DAN DEVINE: It seems like we’re still sort of waiting for the establishment of who’s quote, unquote, “the guy.” There’s been different lead scorers every game these first three games. Anthony Edwards, obviously a big game today. He had 22 points in 19 minutes, and sort of took the step forward where a lot of people had looked at him and said, is he going to be that sort of lead wing scorer that pretty much every other American team has had in years past?

The Ingram thing, I think you’re right. Obviously, it’s the biggest functional point because it suggests a shift to how they’re going to play moving forward.

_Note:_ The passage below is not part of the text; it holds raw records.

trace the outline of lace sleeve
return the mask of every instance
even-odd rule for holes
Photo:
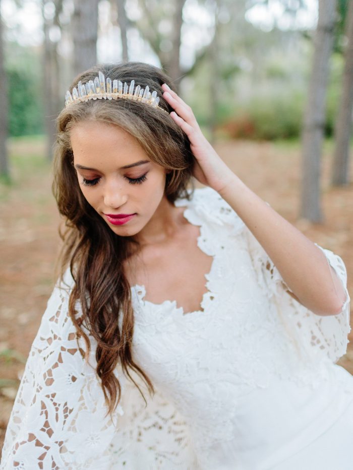
[[[158,391],[145,407],[119,366],[122,406],[106,416],[95,344],[91,340],[87,362],[68,315],[69,272],[64,280],[53,291],[32,346],[0,470],[185,468],[188,462],[196,468],[188,429],[175,408]]]
[[[105,418],[95,370],[83,358],[67,314],[67,273],[66,279],[69,287],[54,289],[32,346],[8,426],[2,470],[93,469],[106,458],[111,423]]]
[[[249,229],[245,230],[245,234],[259,283],[269,299],[275,303],[282,321],[301,348],[306,360],[315,361],[324,358],[336,362],[346,352],[350,331],[350,299],[347,272],[342,259],[315,243],[340,279],[346,299],[339,314],[316,315],[290,296],[287,292],[290,292],[289,288],[255,237]]]

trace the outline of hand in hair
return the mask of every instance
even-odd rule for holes
[[[203,184],[218,192],[231,184],[234,174],[207,140],[200,128],[191,108],[180,96],[163,84],[163,97],[175,111],[170,117],[189,138],[190,148],[195,157],[194,176]]]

It helps the first unit make a little bit more sense, too. Like, you’re removing a guy who is used to being a number one option, shot creator. And you’re putting in a kind of connector, plug and play guy. Like, Josh Hart playing a very similar role to what he did alongside Brunson in New York.

It really– it clarifies things more. Jaren Jackson’s going to be the screen and dive guy. Mikal Bridges is going to space the floor more readily. Josh Hart is going to cut and screen and do a lot of, like, dirty work stuff. And then you’re going to have the ball in the hands of Brunson and Anthony Edwards more often than not.

And so it sort of simplifies everybody’s roles while also giving Ingram more of a chance to find his rhythm in a second unit that’s just been absolutely gangbusters so far. It seems like a really fluid Team USA.

The size question is one that I think we’re going to have to see resolved maybe a little bit more in these next sort of group stage games, where you’re looking at Lithuania and Montenegro, who have NBA-caliber bigs– or not NBA-caliber, starting NBA bigs, star-level NBA bigs. And we’re going to find out if Jaren Jackson, Jr., is sort of equal to that task.

If it’s a more of a Walker Kessler situation, Paolo Banchero as a small ball five, we’re going to find out if the way that Steve Kerr wants to play sort of smaller, zippier, switcher is going to hold up against those FIBA bigs. But I think you have to be encouraged by what you’ve seen so far, especially with this lineup change kind of getting everybody unlocked a little bit today.